Moreno è un bambino di 8 anni, ha un cervello grande come una Zigulì ed è cieco, è handicappato, e lo resterà per tutta la vita. Massimiliano è suo papà, un papà che ha fatto discutere molti critici e esperti, perché è riuscito a descrivere in poche righe la sua disperazione, la sua stanchezza, le difficoltà, e l’amore. Un papà che non sopporta la retorica:
Negli ultimi tempi gli handicappati li chiamano anche così: diversamente abili. Deve esserci in giro un virus che rende tutti più buoni. È il virus del politicamente corretto, che trasforma lo spazzino in operatore ecologico, il controllore del tram in tutor, il muratore in addetto dell’edilizia. (…) Tutta questa falsa eleganza nasconde il nostro senso di colpa (nel migliore dei casi), ma anche il nostro disprezzo, il nostro essere comunque tremendamente snob e classisti.
I pensieri di Massimiliano si rincorrono sulle pagine del libro, considerazioni feroci, brevi riflessioni, o lunghe descrizioni, distese quando racconta la sua Inter, colme di rabbia quando parla di se. Rabbia e dolore vengono, a volte, gettate su Moreno, assieme alla fatica fisica e psicologica, la cacca e il fango, ma la vera ferita di Massimiliano è la consapevolezza di aver smesso di amarsi.

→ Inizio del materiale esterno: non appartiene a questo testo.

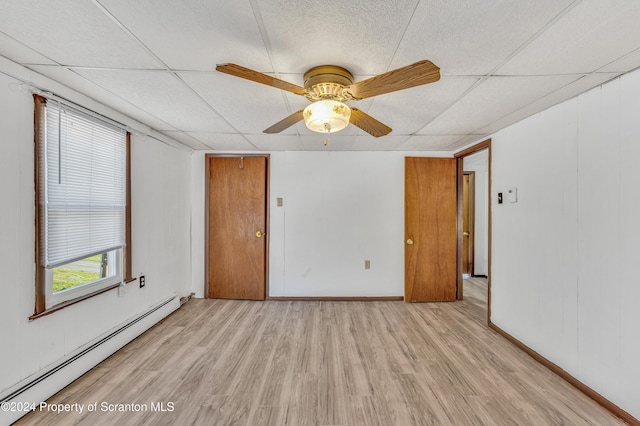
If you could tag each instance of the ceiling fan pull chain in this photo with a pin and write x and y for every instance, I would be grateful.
(327, 128)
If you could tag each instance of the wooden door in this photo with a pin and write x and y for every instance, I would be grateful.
(430, 229)
(237, 227)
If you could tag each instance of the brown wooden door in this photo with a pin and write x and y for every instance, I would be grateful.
(237, 227)
(430, 229)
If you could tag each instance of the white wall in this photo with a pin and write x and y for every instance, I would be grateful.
(340, 209)
(161, 203)
(481, 223)
(564, 256)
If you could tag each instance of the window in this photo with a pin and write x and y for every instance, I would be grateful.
(82, 191)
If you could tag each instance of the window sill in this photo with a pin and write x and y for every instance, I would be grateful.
(76, 300)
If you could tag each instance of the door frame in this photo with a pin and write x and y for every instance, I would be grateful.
(459, 156)
(472, 221)
(207, 171)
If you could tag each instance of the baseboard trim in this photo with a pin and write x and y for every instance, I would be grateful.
(340, 299)
(604, 402)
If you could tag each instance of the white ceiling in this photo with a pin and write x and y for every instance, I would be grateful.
(500, 60)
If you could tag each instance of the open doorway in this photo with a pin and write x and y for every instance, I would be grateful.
(474, 218)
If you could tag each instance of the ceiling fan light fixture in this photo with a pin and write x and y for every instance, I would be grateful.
(326, 116)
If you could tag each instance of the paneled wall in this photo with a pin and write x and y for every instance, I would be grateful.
(340, 208)
(565, 255)
(160, 237)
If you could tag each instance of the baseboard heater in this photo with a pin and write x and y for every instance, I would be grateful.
(83, 352)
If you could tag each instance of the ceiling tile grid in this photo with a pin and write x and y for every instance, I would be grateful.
(500, 62)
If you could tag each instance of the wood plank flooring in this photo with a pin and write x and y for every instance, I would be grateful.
(227, 362)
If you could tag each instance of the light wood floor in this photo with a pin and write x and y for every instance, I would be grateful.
(222, 362)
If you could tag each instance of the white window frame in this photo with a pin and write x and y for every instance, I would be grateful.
(119, 262)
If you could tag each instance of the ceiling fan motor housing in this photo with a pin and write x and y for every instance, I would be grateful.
(328, 82)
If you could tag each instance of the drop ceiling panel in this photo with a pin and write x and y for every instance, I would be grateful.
(626, 63)
(195, 35)
(186, 139)
(73, 33)
(250, 107)
(361, 36)
(408, 111)
(593, 34)
(278, 142)
(428, 143)
(335, 142)
(492, 99)
(368, 143)
(20, 53)
(468, 141)
(478, 159)
(569, 91)
(472, 38)
(162, 95)
(82, 85)
(223, 142)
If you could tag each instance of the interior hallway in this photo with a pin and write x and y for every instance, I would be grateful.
(223, 362)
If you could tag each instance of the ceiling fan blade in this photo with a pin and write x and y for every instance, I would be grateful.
(258, 77)
(285, 123)
(422, 72)
(368, 124)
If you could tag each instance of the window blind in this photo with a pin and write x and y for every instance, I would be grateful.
(85, 185)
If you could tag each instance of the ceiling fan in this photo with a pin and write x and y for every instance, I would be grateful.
(329, 86)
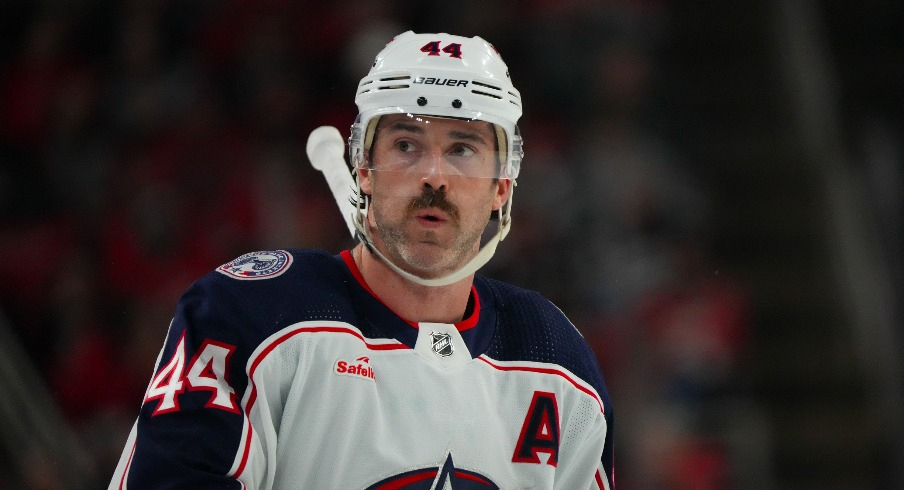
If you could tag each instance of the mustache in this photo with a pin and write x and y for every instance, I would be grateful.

Personalmente tra le parole di Zigulì ho letto un amore incondizionato di un padre verso un figlio, un figlio che non potrà mai essere autosufficiente, un figlio che non si vorrebbe mai dover lasciare.

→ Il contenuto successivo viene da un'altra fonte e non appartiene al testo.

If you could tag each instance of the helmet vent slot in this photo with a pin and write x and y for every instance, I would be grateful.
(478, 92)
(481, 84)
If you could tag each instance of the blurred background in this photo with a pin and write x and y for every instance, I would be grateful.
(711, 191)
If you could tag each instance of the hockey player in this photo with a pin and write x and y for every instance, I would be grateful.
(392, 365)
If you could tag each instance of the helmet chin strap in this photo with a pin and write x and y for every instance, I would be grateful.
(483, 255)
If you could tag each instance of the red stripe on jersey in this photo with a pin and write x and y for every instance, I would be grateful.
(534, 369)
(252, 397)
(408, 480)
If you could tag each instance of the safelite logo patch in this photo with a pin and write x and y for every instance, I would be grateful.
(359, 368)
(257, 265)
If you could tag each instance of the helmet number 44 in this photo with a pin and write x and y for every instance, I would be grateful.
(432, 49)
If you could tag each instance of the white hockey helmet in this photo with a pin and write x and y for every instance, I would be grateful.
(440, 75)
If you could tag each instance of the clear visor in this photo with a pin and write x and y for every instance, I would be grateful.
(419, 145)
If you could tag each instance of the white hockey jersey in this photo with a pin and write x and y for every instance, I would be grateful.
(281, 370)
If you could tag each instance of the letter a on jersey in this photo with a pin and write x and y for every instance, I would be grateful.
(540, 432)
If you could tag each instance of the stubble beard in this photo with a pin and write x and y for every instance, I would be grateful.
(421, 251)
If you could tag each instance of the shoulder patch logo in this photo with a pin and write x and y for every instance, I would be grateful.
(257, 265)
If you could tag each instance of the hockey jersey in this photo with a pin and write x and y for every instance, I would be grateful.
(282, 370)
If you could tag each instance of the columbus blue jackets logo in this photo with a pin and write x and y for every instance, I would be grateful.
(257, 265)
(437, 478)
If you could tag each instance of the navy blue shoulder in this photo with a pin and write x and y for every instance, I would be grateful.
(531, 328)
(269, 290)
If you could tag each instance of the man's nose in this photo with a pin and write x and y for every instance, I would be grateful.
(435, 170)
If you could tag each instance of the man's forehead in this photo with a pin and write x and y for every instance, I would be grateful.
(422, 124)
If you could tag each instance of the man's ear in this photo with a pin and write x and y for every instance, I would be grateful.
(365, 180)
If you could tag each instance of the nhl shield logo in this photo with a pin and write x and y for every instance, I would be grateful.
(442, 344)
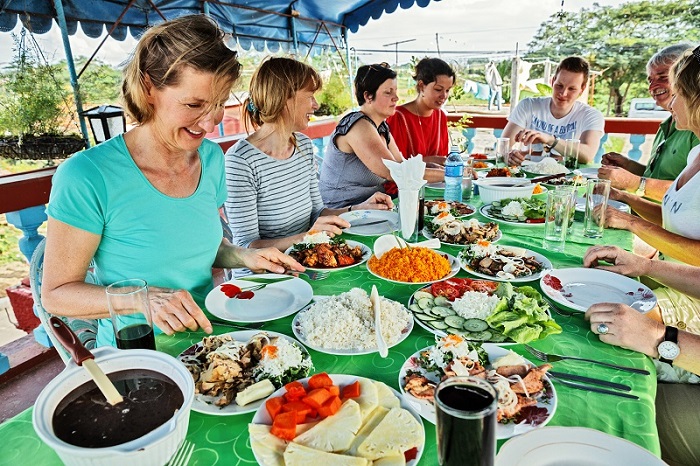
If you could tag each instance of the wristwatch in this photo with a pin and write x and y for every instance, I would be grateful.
(641, 190)
(551, 146)
(669, 349)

Mi diverto a osservarli (i bambini, Ndr) quando si piegano, si contorcono, a volte si sdraiano perfino, alla ricerca degli occhi di Moreno. Non dico e non faccio nulla. Intervengo soltanto se i loro occhi si spostano su di me, con aria interrogativa. “Lui non ti vede.” spiego sempre. Anche se già conosco la domanda successiva, “Perché?”.